白詰草は一途に恋を秘め、朝露に濡れる

 たった今、スタンレー公爵は不審な人物が暴れていたと言っていた。

 この国は少なくとも、ロゼリエッタが知る限りではとても平和だ。

 中には今の体制に不満を持つ国民もいるのかもしれない。けれどそれを示す行動の場としてあの日の夜会を選ぶことは、何だか理に適っていない気がした。

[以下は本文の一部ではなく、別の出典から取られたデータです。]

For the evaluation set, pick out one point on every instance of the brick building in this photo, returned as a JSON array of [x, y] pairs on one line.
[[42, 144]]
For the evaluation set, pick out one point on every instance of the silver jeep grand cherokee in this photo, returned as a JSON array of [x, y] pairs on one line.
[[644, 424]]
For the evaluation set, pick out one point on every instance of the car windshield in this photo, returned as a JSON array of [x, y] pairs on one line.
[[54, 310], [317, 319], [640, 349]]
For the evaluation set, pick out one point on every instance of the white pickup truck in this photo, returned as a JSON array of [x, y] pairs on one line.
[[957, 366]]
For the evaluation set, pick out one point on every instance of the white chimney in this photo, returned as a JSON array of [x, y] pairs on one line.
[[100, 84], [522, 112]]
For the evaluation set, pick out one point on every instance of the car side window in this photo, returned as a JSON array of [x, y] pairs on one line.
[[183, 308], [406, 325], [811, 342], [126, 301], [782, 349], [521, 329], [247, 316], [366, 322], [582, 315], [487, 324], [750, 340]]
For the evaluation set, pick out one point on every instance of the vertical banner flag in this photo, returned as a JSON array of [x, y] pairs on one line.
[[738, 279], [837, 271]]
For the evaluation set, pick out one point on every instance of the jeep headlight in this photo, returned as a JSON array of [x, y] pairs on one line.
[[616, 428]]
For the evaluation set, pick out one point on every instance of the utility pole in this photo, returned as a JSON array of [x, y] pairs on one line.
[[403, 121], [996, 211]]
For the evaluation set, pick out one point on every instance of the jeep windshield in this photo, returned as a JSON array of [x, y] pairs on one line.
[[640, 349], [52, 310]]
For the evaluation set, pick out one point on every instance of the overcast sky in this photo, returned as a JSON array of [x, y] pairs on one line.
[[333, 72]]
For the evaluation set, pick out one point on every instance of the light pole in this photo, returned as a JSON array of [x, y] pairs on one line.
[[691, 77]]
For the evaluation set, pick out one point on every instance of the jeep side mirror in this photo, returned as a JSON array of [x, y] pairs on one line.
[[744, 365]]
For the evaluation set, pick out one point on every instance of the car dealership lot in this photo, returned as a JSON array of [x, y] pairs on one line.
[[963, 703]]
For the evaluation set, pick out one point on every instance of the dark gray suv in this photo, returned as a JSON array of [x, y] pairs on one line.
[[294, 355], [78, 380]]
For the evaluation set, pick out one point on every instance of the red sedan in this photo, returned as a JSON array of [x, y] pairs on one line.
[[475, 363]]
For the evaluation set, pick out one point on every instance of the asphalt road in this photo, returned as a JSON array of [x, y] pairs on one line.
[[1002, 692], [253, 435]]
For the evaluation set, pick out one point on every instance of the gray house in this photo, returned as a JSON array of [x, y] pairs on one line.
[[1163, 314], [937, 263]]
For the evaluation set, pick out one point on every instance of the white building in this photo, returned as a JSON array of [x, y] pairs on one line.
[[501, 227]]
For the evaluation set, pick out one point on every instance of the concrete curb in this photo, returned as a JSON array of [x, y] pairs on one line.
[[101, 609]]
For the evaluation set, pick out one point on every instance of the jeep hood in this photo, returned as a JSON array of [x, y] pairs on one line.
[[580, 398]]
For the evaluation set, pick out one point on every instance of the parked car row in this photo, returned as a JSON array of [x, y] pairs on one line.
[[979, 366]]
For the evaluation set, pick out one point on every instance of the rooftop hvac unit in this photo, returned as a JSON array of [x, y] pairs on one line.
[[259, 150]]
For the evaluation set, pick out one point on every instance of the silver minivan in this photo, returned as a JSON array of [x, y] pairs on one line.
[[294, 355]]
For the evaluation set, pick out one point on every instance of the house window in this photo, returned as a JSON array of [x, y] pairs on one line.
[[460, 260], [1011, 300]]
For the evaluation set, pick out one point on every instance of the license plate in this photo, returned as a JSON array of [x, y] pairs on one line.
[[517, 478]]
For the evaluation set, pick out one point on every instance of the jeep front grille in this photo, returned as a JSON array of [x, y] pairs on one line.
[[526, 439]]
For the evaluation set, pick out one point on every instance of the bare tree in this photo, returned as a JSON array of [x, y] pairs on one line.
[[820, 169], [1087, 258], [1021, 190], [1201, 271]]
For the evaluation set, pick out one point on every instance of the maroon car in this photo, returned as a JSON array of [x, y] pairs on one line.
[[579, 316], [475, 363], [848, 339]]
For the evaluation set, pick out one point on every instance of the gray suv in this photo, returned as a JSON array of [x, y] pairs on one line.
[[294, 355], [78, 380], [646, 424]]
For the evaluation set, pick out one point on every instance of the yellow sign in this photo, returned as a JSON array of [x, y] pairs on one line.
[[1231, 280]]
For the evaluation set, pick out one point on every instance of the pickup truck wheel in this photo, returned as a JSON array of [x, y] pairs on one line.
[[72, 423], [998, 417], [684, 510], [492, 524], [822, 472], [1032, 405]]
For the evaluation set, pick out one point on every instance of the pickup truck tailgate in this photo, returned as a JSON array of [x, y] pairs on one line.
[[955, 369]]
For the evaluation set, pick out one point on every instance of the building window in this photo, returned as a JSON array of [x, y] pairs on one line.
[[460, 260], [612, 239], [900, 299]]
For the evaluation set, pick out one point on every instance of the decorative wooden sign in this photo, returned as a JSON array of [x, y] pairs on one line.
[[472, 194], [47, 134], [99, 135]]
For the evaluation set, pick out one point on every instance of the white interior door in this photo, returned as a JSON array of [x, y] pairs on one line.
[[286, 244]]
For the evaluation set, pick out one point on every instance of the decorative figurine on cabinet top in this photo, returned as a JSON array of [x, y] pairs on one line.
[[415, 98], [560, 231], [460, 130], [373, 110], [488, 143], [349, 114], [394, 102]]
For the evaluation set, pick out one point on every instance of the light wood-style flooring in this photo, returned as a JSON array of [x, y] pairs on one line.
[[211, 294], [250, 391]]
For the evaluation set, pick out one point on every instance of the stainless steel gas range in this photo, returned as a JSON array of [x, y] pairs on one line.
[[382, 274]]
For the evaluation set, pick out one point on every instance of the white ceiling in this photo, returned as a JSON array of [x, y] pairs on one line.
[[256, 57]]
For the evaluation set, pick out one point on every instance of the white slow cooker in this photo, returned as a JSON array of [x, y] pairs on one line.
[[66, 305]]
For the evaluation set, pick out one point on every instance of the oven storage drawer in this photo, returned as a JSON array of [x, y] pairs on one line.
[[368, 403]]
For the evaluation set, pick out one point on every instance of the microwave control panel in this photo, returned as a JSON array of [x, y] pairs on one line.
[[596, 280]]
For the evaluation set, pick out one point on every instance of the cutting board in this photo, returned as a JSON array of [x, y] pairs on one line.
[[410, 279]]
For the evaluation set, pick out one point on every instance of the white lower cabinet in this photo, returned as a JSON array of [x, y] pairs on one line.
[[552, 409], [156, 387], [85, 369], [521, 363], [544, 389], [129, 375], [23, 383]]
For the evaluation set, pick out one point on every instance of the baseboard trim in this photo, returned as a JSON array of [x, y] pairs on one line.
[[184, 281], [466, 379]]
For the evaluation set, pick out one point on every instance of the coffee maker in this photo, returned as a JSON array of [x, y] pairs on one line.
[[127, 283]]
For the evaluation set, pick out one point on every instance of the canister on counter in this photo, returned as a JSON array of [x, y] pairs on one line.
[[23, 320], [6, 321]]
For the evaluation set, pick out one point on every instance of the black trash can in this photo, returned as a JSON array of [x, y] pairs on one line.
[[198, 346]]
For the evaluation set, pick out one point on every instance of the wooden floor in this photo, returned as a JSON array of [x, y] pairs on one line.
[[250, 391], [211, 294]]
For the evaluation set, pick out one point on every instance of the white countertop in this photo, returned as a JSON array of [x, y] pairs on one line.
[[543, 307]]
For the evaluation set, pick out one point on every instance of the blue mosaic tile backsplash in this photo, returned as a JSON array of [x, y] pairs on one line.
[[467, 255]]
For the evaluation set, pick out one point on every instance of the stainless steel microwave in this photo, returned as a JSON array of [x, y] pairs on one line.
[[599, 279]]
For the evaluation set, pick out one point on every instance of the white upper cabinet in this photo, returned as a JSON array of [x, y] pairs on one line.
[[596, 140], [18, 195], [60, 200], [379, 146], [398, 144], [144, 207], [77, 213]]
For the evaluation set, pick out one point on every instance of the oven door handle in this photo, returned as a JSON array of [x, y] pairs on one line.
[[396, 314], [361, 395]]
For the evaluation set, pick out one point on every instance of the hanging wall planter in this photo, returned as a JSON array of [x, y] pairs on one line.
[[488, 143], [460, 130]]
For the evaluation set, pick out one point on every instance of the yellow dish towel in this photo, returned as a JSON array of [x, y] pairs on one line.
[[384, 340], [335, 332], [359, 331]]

「君に追い打ちをかけるようで些か心苦しくはあるのだが」

 親指と人差し指を添えて片眼鏡の位置を直しながら、スタンレー公爵は苦しげな表情を浮かべる。

 婚約の解消に行方知れずと続いて、これ以上まだ何かつらい事実があるのか。逆に笑ってしまいそうでロゼリエッタは唇を噛みしめた。覚悟と共にそっと息を吐き「何でしょうか」と先を促す。


 ロゼリエッタの表情を窺いスタンレー公爵は机の上で、ともすれば神経質そうにも見える指を組んだ。

「クロード君には、かねてよりスパイ疑惑がかけられている」

「スパイ?」

「正確に言うならば、彼の主であるレミリア殿下も同様だがね」

 スパイ疑惑。


 衝撃に揺れる心を懸命に抑えながら、ロゼリエッタはもう一度スタンレー公爵の言葉を声には出さずに反芻した。


 最近、告げられた言葉をその場で理解できないことが増えた気がする。

 でも誰が予想できるだろうか。

 婚約者からの愛こそなくとも平穏ではあった日々に、どれも馴染みがないことばかりだ。